What You Need to Know About Stock Dividend Dates
This date, also known as the announcement date, is the date on which a company declares it will pay a dividend.
Once a company declares that it will pay a dividend, it then sets the date--the record date--by which you must be a shareholder to receive the dividend.
Ex-Dividend Date (usu. record date - 2 for cash dividends, or record date + 1 for share dividends)
To further complicate matters, dividend-paying stocks also have what are called ex-dividend dates--usually two business days before the record date. If you buy or sell shares of stock between the ex-dividend date and the record date, the stock is said to trade without its dividend during that period. In practical terms, that means that the former owner of the stock--and not its new buyer--will receive the dividend if the transaction occurred on or after the ex-dividend date. If you buy a dividend-paying stock before the ex-dividend date, you will receive the upcoming dividend payment. The reverse is also true: If you sell your stock before the ex-dividend date, you give up your right to claim the dividend.
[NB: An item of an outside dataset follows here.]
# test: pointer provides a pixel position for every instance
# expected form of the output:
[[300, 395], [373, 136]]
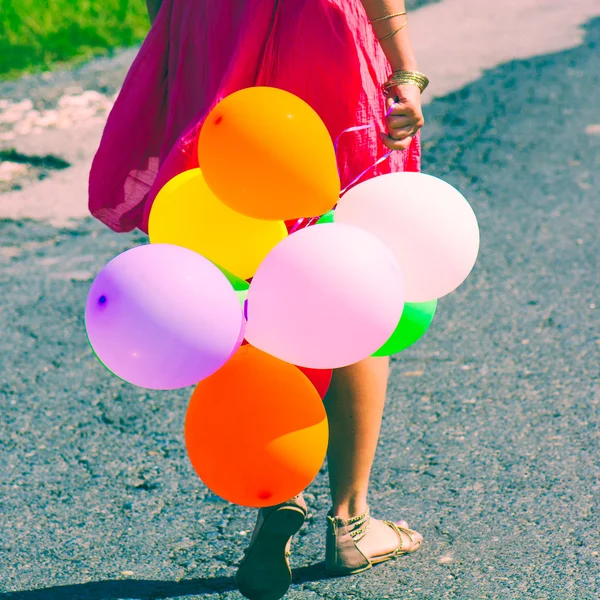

While cash dividends are the most common form of dividend payment, sometimes a company will pay a dividend in additional shares of the company rather than cash. In that case, the ex-dividend date is the first business day after the stock dividend is paid (and is obviously also after the record date). Thus, if you sell your stock before the ex-dividend date and the company has distributed additional shares, you have sold away your right to that stock dividend, too.
The payment date is straightforward: It's the date that dividend checks are mailed or deposited in shareholders' accounts.